Retrato de Fran Lebowitz
La neoyorquina que se codeó con todo el mundo.
Esta fumadora libre de maquillaje y melenita a lo príncipe renacentista es Fran Lebowitz con treinta años, figura capital en la escena cultural de Nueva York durante las últimas cinco décadas, donde llegó iniciándose los setenta, convirtiéndose a lo largo de todos estos años allí en testigo transversal de todo lo posible e imposible. Ella fue, y sigue siendo, el epítome del «estar donde hay que estar», la mujer privilegiada que se relacionó familiarmente con los creadores más potentes de la segunda mitad del siglo XX.
El mundo lego ha conocido a Francisca gracias a la serie documental de Netflix dirigida por su buen amigo Martin Scorsese Pretend it’s a city, en la cual la ahora septuagenaria —con elocuencia de filósofa y desparpajo de drag queen— diserta ante un teatro abarrotado sobre las alegrías e irritaciones que Nueva York le provoca.
Pero centrémonos en sus anécdotas arty (qué es lo que a nosotras/os nos alimenta), como por ejemplo el mal rollo recíproco que cultivó con Warhol —y que duró los once años que escribió para su revista Interview—, la negativa a asistir a una cena con Leni Riefenstahl (opina que haber puesto su enorme talento al servicio del régimen nazi es éticamente reprochable) y ya más nostálgica cuando muestra unos preciosos gemelos espirales del cinético Alexander Calder que el nieto del artista le ofreció.
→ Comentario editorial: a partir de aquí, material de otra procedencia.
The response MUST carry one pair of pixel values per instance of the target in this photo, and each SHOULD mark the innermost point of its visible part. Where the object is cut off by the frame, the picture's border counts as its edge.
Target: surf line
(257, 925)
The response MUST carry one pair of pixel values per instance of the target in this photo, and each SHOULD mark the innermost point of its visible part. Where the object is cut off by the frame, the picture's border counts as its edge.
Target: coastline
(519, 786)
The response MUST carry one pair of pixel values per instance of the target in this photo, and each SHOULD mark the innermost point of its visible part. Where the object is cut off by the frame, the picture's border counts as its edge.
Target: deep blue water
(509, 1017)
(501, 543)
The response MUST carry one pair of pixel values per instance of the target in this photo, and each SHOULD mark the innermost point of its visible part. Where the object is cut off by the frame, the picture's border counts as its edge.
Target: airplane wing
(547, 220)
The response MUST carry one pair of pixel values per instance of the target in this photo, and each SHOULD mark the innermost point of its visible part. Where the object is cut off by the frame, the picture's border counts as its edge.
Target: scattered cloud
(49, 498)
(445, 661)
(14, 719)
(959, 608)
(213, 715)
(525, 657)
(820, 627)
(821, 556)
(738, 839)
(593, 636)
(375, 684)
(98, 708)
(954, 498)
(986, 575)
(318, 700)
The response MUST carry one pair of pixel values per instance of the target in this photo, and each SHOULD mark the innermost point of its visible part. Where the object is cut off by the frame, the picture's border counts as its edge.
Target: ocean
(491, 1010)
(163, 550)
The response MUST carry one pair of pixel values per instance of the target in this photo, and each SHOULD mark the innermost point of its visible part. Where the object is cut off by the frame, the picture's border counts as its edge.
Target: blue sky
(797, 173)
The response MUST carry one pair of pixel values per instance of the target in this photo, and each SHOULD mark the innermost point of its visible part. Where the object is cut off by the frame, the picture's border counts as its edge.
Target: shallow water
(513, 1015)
Lebowitz además reflexiona sobre las necesidades simbióticas y mundanas del artista —y sintiéndose víctima absoluta de la prohibición de fumar en lugares públicos— espeta al respetable:
«Para que surjan ideas es muy importante salir con gente, hablar, sentarse en bares, fumar. Esta es la historia del arte.»
También critica abiertamente la histeria capitalista de las subastas:
«Si vas a una subasta sale el Picasso y… silencio sepulcral, una vez que el martillo lo adjudica a un precio… aplausos; vivimos en un mundo donde aplauden el precio y no el Picasso.… Deberían aplaudir cuando sale el Picasso…. ¿no se le daba bien pintar?»
Sin embargo, su crítica a los precios desorbitados del arte se convierte en lamento cuando confiesa su pésimo ojo como especuladora: vendió un par de Warhols dos semanas antes de palmarla Andy, y en el caso de los siete Mapplethorpes que él mismo Roberto le regaló fue incluso más doloroso, ya que en una mudanza (inconsciente del altísimo valor que la obra de su paisano alcanzaría en el futuro) acabaron todos en la basura.